L’imprévisibilité de l’environnement de sécurité d’aujourd’hui est à l’origine d’un regain d’intérêt pour la préparation du secteur civil. L’OTAN et ses pays membres doivent être prêts à faire face à de nombreuses situations d’urgence, susceptibles d’avoir de graves incidences sur les sociétés et les infrastructures critiques.

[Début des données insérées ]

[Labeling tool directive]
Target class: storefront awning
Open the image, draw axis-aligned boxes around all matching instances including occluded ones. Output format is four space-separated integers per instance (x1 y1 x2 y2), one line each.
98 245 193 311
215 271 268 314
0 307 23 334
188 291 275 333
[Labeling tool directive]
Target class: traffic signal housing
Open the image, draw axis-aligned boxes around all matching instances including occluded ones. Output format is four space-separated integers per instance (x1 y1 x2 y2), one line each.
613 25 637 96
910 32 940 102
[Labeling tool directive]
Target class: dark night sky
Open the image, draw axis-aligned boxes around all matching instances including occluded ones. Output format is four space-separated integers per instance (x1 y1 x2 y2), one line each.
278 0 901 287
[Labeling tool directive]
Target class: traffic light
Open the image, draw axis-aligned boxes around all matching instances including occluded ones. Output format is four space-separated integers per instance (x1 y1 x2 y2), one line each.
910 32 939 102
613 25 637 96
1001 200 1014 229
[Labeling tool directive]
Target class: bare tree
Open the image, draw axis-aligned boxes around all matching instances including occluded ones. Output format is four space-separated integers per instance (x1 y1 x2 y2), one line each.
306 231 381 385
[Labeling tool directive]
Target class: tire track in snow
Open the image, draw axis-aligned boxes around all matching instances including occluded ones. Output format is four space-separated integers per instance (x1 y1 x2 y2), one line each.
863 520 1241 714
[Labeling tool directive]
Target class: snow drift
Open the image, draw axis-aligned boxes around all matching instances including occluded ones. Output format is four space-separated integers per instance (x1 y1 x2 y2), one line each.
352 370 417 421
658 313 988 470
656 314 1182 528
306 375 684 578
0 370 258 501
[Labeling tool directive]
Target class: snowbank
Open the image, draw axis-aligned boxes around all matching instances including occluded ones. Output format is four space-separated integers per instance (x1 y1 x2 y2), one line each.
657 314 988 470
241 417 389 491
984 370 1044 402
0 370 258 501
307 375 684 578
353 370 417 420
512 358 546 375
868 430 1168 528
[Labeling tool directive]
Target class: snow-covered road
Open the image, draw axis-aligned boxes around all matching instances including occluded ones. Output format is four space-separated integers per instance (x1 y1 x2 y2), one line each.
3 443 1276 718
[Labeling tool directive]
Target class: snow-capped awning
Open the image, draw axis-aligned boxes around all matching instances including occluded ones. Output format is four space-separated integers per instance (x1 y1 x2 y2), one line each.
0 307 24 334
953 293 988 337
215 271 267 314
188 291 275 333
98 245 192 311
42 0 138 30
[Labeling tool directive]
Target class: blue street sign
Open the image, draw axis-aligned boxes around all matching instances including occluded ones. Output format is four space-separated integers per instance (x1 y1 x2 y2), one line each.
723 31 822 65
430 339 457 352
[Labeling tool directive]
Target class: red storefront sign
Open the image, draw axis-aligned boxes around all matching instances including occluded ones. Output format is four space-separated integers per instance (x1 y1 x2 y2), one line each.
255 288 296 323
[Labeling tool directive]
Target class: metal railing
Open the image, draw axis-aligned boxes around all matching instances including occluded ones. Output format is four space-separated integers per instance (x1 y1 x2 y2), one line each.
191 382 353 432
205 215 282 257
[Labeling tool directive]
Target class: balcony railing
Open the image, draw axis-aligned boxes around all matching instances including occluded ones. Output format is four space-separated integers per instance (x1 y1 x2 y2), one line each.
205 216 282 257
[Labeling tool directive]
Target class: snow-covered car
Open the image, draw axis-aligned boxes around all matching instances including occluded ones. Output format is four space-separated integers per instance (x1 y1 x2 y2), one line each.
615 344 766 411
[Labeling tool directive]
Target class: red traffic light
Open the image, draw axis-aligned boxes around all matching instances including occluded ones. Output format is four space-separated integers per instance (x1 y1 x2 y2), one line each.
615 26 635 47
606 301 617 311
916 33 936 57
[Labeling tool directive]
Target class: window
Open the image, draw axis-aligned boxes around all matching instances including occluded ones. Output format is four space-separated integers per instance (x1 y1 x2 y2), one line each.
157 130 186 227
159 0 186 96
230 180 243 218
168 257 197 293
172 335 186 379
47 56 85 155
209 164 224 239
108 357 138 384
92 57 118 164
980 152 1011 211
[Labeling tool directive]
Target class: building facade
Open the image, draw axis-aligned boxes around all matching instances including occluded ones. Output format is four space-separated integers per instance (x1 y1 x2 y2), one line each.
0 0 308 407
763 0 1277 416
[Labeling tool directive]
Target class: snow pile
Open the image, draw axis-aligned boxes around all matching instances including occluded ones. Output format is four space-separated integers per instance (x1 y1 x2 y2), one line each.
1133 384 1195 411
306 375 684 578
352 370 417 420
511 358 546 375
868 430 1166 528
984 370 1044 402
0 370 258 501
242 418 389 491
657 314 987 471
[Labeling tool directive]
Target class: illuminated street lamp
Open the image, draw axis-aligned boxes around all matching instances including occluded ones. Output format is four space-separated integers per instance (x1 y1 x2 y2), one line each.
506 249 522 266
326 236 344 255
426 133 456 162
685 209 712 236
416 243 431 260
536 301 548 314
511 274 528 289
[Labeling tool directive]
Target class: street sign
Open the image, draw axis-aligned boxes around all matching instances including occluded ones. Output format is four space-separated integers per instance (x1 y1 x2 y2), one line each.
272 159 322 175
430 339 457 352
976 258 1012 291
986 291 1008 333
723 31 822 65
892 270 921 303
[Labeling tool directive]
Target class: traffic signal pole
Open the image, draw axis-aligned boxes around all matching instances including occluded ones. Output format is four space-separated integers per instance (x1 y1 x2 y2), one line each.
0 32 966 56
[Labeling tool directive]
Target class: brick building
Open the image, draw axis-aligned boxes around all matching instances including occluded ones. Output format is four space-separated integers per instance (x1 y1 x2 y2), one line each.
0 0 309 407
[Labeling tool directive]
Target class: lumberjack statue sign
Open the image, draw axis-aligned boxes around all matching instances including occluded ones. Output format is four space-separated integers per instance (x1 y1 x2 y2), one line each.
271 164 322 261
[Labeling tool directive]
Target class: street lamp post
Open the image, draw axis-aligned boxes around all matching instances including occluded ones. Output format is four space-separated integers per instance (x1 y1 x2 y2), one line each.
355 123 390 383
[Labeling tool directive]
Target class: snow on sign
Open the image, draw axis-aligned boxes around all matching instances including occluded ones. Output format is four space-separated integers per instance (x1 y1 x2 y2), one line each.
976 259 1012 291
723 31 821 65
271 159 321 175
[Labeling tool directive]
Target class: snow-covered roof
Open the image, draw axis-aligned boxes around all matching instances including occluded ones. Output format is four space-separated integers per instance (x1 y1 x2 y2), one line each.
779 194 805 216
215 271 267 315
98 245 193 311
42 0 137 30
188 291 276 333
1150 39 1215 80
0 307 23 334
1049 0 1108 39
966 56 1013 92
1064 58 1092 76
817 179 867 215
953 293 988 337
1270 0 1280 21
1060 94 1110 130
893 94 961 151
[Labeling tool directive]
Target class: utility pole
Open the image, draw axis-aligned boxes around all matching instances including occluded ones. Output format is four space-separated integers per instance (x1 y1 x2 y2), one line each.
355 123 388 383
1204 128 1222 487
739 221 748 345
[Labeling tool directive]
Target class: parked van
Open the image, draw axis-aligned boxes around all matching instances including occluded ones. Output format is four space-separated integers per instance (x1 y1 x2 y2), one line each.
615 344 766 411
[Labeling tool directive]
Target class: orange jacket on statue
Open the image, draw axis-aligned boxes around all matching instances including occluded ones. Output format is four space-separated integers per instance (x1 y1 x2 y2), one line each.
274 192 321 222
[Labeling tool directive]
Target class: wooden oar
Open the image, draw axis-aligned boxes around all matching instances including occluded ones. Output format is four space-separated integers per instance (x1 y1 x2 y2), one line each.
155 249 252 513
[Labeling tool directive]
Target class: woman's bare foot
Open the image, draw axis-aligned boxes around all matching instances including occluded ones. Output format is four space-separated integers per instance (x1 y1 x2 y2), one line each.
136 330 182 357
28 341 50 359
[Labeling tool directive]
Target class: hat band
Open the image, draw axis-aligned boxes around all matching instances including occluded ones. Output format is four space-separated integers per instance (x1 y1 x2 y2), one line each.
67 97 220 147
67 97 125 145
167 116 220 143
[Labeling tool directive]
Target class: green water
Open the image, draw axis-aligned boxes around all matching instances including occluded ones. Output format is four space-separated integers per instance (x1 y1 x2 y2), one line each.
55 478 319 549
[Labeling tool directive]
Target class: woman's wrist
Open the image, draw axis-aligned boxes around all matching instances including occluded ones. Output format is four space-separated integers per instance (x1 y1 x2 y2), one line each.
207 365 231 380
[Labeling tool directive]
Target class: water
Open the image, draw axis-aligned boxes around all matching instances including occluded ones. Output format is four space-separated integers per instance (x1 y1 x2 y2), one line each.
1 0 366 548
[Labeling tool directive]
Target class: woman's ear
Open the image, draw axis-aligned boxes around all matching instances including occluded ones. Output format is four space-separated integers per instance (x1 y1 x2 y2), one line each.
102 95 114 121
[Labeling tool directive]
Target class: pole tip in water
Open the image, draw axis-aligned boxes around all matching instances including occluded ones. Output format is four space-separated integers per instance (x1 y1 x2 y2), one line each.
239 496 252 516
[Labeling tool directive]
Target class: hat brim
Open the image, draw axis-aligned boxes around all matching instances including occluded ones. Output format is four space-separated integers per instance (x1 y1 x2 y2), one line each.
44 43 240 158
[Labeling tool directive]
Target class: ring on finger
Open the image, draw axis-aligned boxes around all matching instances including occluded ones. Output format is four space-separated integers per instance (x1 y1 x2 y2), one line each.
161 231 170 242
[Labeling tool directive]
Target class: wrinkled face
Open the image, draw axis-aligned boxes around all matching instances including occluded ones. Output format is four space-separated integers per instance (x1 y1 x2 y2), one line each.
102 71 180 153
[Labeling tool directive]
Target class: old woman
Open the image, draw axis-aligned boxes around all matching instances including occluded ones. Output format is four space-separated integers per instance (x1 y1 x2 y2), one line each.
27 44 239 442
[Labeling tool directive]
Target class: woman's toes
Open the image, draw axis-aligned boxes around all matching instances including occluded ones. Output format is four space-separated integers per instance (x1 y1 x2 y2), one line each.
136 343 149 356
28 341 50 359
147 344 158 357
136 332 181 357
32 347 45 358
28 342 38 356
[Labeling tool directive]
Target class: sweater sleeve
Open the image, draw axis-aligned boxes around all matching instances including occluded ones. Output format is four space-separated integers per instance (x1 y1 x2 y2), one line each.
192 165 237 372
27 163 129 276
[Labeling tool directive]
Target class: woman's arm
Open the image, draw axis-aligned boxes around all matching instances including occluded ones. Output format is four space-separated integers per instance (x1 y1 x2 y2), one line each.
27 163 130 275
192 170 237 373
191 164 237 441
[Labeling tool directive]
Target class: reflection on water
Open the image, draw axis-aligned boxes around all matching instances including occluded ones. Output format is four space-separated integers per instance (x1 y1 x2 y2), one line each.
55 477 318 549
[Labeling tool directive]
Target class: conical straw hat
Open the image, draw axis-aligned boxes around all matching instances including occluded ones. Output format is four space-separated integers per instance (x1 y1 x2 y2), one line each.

Depuis le début des années 1950, l’OTAN joue un rôle important pour ce qui de soutenir et de promouvoir la préparation du secteur civil dans les pays de l’Alliance. Le principe de la résilience est d’ailleurs exposé dans l’article 3 du traité fondateur de l'Alliance, qui oblige tous les Alliés à maintenir et à accroître leur capacité individuelle et collective de résistance à une attaque armée. Cela suppose notamment d’aider à assurer la continuité des pouvoirs publics, la fourniture de services essentiels dans les États membres, et le soutien du secteur civil au secteur militaire.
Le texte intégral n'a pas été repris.